Autre curiosité dans ce regard, l’importance de la couleur dans une ville surqualifiée de grise, terne, morose et triste. Feng Li y trouve au contraire l’étrangeté de sa couleur : celle des repères de la voirie sur le bitume qui rappellerait les lignes de Sol LeWitt. Celle des tenues africaines, des textiles plastiques et doudounes synthétiques, des pâtisseries alléchantes. Celle encore plus symbolique du drapeau français, curieusement touffue et satinée des tenues de soirée, que l’on trémousse dans les cabarets, et autres bas-fonds misérables.

Avec cet œil-là, Paris devient une ville amusante tout en se départissant de sa singularité. Le photographe a plutôt cœur à découdre le mythe et son romantisme. Les Tuileries (re) deviennent un lieu d’exhibitionnisme. La tour Eiffel un vulgaire carton qui ne fait plus illusion. Il n’y a pas de bâtiments, pas de paysages, mais bien plutôt la platitude de la rue. Les passants sont pris dans des giratoires d’informations et le photographe regarde aussi bien son sujet de dos que de face. Une manière de montrer son anonymat, de rappeler la platitude de la vision du quotidien, tout en soulignant que l’étonnement du photographe, de celui qui sait voir, vient aussi de cette même ordinaire.

Le livre est composé des clichés parisiens entremêlés de ceux pris antérieurement par Feng Li. Paris reste pour autant prédominante. Quelques photos éparses soulèvent l’interrogation — que disent-elles ? ont-elles un sens ici, une forme d’ironie ou de message indécelable au lecteur — sans pour autant troubler la lecture générale de cette série.

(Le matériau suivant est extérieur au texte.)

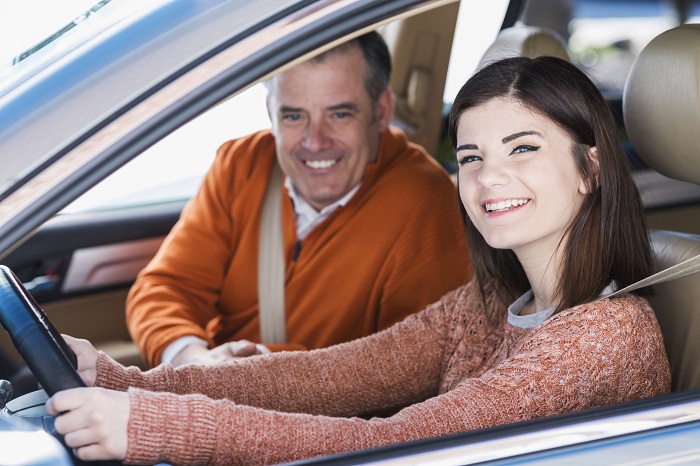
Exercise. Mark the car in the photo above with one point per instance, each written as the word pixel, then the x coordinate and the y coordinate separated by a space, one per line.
pixel 106 129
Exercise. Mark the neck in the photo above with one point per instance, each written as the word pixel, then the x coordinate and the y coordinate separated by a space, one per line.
pixel 542 272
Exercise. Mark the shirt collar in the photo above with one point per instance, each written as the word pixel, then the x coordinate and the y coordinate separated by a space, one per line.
pixel 307 217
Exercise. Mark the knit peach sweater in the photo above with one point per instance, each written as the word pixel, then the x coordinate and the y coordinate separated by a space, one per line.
pixel 450 366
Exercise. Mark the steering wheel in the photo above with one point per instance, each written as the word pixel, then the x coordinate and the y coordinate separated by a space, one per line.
pixel 44 350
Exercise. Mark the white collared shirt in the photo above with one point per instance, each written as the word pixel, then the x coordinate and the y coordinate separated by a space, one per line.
pixel 307 218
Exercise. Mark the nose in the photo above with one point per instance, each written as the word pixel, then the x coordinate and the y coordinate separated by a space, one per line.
pixel 317 136
pixel 493 172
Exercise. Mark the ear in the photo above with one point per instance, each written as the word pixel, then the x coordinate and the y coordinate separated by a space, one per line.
pixel 385 109
pixel 590 184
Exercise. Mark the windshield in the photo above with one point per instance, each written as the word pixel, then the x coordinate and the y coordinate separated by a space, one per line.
pixel 30 33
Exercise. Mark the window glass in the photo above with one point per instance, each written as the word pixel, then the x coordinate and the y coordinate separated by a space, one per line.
pixel 605 36
pixel 173 168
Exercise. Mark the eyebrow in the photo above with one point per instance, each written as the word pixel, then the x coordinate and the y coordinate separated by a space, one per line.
pixel 505 140
pixel 518 135
pixel 332 108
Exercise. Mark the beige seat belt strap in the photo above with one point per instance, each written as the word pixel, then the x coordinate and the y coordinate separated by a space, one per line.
pixel 683 269
pixel 271 263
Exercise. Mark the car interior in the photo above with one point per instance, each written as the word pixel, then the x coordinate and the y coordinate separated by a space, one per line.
pixel 79 267
pixel 661 116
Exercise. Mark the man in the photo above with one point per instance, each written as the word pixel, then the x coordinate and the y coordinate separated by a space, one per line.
pixel 370 224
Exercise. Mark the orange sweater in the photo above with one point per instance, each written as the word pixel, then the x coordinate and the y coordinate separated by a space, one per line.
pixel 457 369
pixel 394 248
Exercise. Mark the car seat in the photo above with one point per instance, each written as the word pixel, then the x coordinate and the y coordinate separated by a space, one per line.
pixel 661 105
pixel 526 41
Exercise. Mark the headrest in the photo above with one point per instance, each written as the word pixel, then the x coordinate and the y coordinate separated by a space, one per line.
pixel 525 41
pixel 661 103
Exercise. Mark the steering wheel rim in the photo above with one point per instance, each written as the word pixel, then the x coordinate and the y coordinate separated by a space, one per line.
pixel 43 349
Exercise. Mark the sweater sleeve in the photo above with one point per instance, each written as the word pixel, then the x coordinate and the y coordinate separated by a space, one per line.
pixel 430 253
pixel 387 370
pixel 582 359
pixel 176 294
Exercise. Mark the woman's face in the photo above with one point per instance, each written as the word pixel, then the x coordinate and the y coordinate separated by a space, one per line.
pixel 517 177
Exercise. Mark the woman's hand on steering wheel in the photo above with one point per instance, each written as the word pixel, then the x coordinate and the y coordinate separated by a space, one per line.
pixel 87 358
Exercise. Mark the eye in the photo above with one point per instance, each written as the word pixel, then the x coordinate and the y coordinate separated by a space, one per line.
pixel 291 117
pixel 524 148
pixel 468 159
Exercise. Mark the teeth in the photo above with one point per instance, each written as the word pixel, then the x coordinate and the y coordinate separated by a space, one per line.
pixel 318 164
pixel 504 205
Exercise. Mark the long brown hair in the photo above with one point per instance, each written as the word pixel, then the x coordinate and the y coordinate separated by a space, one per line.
pixel 607 239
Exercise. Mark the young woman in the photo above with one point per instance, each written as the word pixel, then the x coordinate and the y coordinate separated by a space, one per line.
pixel 553 221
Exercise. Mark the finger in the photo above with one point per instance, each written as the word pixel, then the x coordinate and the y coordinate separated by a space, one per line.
pixel 65 400
pixel 243 348
pixel 80 438
pixel 93 452
pixel 71 421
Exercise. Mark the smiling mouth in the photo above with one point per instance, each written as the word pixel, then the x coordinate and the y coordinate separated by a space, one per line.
pixel 319 164
pixel 503 206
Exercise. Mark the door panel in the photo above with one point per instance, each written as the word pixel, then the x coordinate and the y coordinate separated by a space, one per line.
pixel 79 267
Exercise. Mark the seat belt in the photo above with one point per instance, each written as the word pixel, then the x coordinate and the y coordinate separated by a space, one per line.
pixel 680 270
pixel 271 263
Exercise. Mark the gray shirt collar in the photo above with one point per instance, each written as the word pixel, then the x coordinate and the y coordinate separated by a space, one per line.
pixel 538 318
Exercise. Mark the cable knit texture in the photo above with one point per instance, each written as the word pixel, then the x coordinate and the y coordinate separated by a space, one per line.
pixel 451 367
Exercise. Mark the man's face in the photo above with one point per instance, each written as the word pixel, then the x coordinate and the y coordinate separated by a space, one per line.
pixel 325 125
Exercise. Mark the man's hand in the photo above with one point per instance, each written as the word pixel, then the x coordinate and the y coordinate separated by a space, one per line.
pixel 93 421
pixel 198 354
pixel 87 358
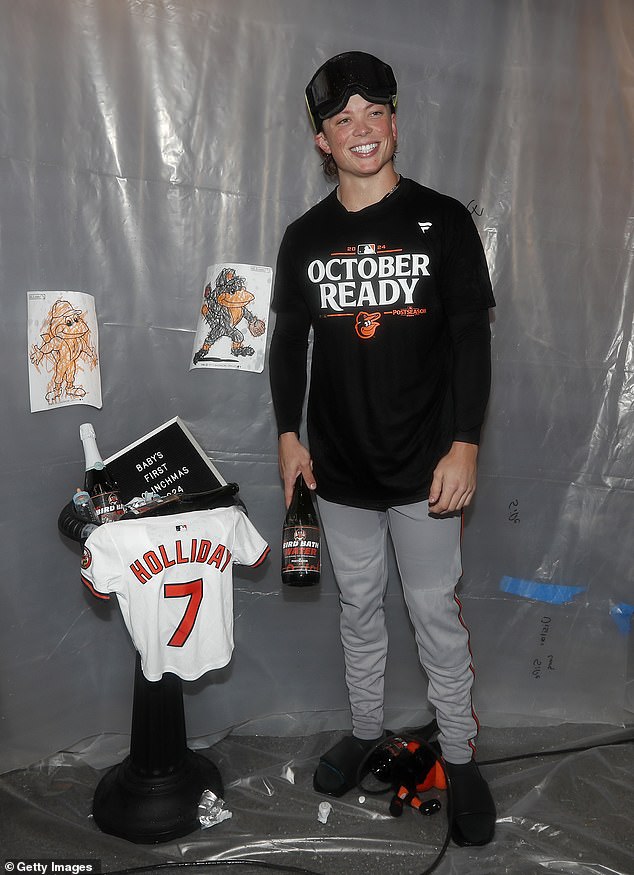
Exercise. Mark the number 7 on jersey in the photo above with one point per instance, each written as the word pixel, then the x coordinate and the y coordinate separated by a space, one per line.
pixel 194 591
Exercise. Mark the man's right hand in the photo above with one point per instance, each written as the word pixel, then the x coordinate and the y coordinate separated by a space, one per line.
pixel 294 459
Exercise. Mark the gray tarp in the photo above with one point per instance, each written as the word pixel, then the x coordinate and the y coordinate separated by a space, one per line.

Paris mise à plat dans ce rose bonbon des fêtes foraines… Paris crue dans son asphalte du soir… Paris dans la couleur des divertissements et la mécanique des plaisirs. Le tableau n’a certes pas l’élégance fantasmagorique du Paris romantique, mais ce Paris existe-t-il encore ? Il a plutôt le caractère étrange de l’ordinaire. Et de cette vision de Feng Li ressort l’affirmation d’un langage de l’image pénétrée par l’humour et l’ironie. Un langage délicieux et irrévérencieux.

 

Feng Li — Paris
Éditions Louis Vuitton, 2021
Collection « Fashion Eye », dirigé par Julien Guerrier
Édité par Patrick Rémy.
Graphisme de Lords of Design
Bilingue français-anglais, 96 pages.